Şimdi, aslanın komutasında kurt ve tilki avın peşine düşüyorlar. Aslan, bir yaban sığırı bufalo, kurt bir yaban keçisi, tilki de bir tavşan avlıyorlar. Kurt ile tilki diyor ki; bir yiğidin yanında bulunmak, onun gölgesinde oturmak, gece-gündüz kebap yemek onlar için haktır.
Avladıkları avları, sürükleyerek ormana getirdiler.
Kurt ile tilki, aslanın avları adaletle paylaştıracağı tamâına kapıldılar.
Aslan bunu farketti. Enbiya ve evliya esrara vakıftır (innallah ile). Aslan da onların niyetini anladı. İnsanlarda da feraset denen altıncı his, bakışlardan muhatabının niyetini anlayabilir. Ama bu herkese nasip değildir.
R.SAV. efendimiz, “Müminin ferasetinden sakının, o Allah’ın nuru ile bakar” buyurmuştur.
İlmiyle âmil alimler, salihler, kamil-olgun müminler bu hadisi şeriften nasibini alanlardır. Mevlana hazretleri, bu feraseti aslana da atfediyor. Kurt ile tilkinin kalbini aslana okutturuyor. Şöyle bir laf da vardır. Yeri gelmişken; “Sofrada elini, mecliste dilini, tenhada belini, evliya huzurunda kalbini sakit tut ki, emanette olasın”.
Bunun manası açıktır. Sofrada eskiden sofra başındakiler karavana usulü bir kaptan yerlerdi. Sofrada etrafa bakarak yenmelidir. Yoksa ha bire kaşık çalmak insanı küçültür. Görgüsüzlükle itham edilmesine sebep olur. Mecliste diline sahip ol. Özellikle bilineni konuşma. Niyetin anlaşılır. Tenhada kimse yok zannettiği yerlerde şehvetine hakim ol. Melekler kayıttadır. Evliya huzurunda kalbini salim tut. Kalp okuyan evliyalar vardır.

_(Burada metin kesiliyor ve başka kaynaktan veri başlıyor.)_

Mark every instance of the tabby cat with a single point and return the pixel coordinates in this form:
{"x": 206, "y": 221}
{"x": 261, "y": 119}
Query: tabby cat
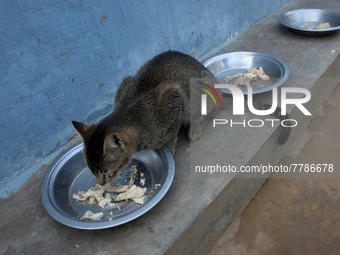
{"x": 150, "y": 108}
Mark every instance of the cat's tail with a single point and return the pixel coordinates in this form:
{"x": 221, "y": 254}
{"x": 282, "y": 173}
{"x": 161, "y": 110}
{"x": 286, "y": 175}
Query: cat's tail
{"x": 285, "y": 130}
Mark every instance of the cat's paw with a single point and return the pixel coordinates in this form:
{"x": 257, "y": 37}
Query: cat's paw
{"x": 194, "y": 133}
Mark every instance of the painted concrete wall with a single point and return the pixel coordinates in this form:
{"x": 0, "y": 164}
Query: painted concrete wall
{"x": 63, "y": 60}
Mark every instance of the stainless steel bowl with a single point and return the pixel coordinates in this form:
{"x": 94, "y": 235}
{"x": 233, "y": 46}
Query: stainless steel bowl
{"x": 233, "y": 63}
{"x": 68, "y": 174}
{"x": 313, "y": 17}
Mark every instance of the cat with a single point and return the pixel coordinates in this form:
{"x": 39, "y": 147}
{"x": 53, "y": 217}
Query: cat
{"x": 150, "y": 108}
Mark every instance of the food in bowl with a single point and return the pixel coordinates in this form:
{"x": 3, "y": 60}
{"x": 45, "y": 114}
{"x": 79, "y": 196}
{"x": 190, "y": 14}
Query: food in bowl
{"x": 252, "y": 74}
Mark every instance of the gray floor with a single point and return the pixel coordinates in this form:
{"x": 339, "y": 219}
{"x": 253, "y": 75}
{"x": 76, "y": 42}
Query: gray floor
{"x": 295, "y": 215}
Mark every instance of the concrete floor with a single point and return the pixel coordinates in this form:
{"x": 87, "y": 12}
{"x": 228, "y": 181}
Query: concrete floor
{"x": 299, "y": 214}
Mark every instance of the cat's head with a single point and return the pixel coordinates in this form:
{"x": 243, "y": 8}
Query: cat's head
{"x": 105, "y": 154}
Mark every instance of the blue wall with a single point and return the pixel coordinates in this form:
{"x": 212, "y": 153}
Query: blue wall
{"x": 63, "y": 60}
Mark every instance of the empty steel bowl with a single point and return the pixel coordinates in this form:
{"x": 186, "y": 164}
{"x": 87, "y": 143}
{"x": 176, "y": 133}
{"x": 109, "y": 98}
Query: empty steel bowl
{"x": 68, "y": 174}
{"x": 295, "y": 19}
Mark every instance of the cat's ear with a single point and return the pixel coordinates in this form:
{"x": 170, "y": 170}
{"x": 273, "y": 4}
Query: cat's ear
{"x": 83, "y": 129}
{"x": 113, "y": 146}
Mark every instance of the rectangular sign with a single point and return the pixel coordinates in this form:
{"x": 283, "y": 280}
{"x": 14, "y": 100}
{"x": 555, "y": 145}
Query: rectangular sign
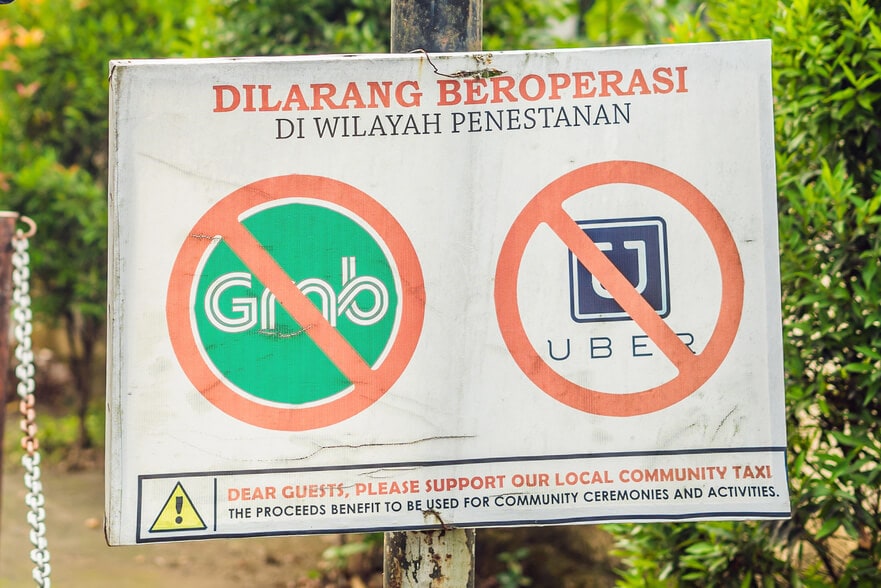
{"x": 359, "y": 293}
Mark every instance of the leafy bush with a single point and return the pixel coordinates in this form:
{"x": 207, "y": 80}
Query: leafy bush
{"x": 827, "y": 86}
{"x": 53, "y": 144}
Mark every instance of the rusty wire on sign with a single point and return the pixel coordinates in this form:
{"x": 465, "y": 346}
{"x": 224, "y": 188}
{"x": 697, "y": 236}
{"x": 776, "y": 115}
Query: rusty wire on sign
{"x": 24, "y": 371}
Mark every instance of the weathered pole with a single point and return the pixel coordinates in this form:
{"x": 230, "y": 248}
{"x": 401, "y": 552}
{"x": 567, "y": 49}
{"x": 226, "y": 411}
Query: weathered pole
{"x": 7, "y": 232}
{"x": 445, "y": 558}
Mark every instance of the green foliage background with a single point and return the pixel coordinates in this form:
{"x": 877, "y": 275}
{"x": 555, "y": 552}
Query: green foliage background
{"x": 827, "y": 87}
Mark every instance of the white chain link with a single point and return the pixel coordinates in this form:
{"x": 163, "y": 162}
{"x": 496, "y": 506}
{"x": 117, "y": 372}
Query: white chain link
{"x": 24, "y": 371}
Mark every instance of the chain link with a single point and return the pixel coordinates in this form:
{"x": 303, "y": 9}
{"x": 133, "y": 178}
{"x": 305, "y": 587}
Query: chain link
{"x": 24, "y": 371}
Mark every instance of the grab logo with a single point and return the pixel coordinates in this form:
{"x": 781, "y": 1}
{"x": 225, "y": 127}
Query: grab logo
{"x": 231, "y": 312}
{"x": 295, "y": 302}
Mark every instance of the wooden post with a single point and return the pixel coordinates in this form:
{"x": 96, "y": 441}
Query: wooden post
{"x": 445, "y": 558}
{"x": 7, "y": 231}
{"x": 437, "y": 25}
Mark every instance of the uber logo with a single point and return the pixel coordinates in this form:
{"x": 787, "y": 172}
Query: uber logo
{"x": 638, "y": 248}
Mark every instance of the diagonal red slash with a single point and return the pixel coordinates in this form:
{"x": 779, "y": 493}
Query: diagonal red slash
{"x": 631, "y": 301}
{"x": 301, "y": 309}
{"x": 546, "y": 208}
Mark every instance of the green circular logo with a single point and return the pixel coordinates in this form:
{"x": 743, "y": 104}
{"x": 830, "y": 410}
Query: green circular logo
{"x": 253, "y": 344}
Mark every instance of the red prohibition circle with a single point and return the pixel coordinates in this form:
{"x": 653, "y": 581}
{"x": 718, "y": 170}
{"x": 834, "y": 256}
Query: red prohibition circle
{"x": 222, "y": 220}
{"x": 547, "y": 208}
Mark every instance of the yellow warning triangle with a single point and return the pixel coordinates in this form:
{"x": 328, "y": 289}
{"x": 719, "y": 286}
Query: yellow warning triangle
{"x": 178, "y": 514}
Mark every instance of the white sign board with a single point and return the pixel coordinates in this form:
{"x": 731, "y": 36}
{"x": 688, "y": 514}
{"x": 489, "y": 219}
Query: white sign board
{"x": 385, "y": 292}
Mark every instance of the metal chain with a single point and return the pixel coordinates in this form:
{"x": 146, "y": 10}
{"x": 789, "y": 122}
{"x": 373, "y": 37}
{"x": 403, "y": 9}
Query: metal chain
{"x": 24, "y": 371}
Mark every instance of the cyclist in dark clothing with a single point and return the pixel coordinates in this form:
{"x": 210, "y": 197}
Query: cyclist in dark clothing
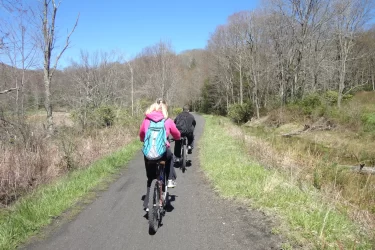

Rahmetlik kayınpederimden dinlemiştim; Vezirköprü ilçesinin Habbaki veya Hepbaki köyünde, İstanbul medreselerinde okumuş, ehli tasavvuf hoca İbrahim Efendi var idi. Ben 1952’de çocukluğunda ay yüzlü nurani bir ihtiyar halini görmüştüm. Rahmetli dedem bana elini öptürdü. Duasını almıştık. Sonra vefat etti. Dedem medrese alimi idi. Arapça eserleri bana intikal etti. İlmi seviyesi okuduğu Arapça eserlerden belliydi. Görüştüğümüzde Hoca İbrahim hazretlerinin dedemle çok ilgilendiğini, benim mutlaka dini tedrisata verilmemi önerdiğini sonradan öğrenmiştim. Öyle de oldu. İşte bu hoca İbrahim efendi, müritleriyle sohbet ederken benim kayınpederim Osmancıklı bahçıvan Hacı Nuri efendi anlatmıştı. Mecliste sohbet uzamış. Sigara tiryakisi olan kayınpederim, ‘ah bir sigara molası verse’ diye düşünüyormuş. Hoca İbrahim efendi hazretleri kendisi sigara tiryakisi olmadığı halde, elini cebine sokup bir sigara çıkarıyor. Uzakta oturan kayınpederime doğru atıyor. Tam alnına değiyor. Sen biraz dışarı çık ta gel, diyor, ve öyle yapıyor. Dışarda hoca efendinin attığı cigarayı içip içeri giriyor. Bunu bana anlatmıştı. Mevlana hazretleri de evliyanın insanın kalbine vukfiyeti olduğunu beyanla, ulu kişilerin yanında kalbinizi temiz tutun diyor ve aslanın asaleti ile kurt ve tilkinin niyetlerini okuduğunu, ama onların yüzüne vurmadığını söylüyor. Ben kurt ile tilkiye hadlerini bildireyim diye düşünüyor.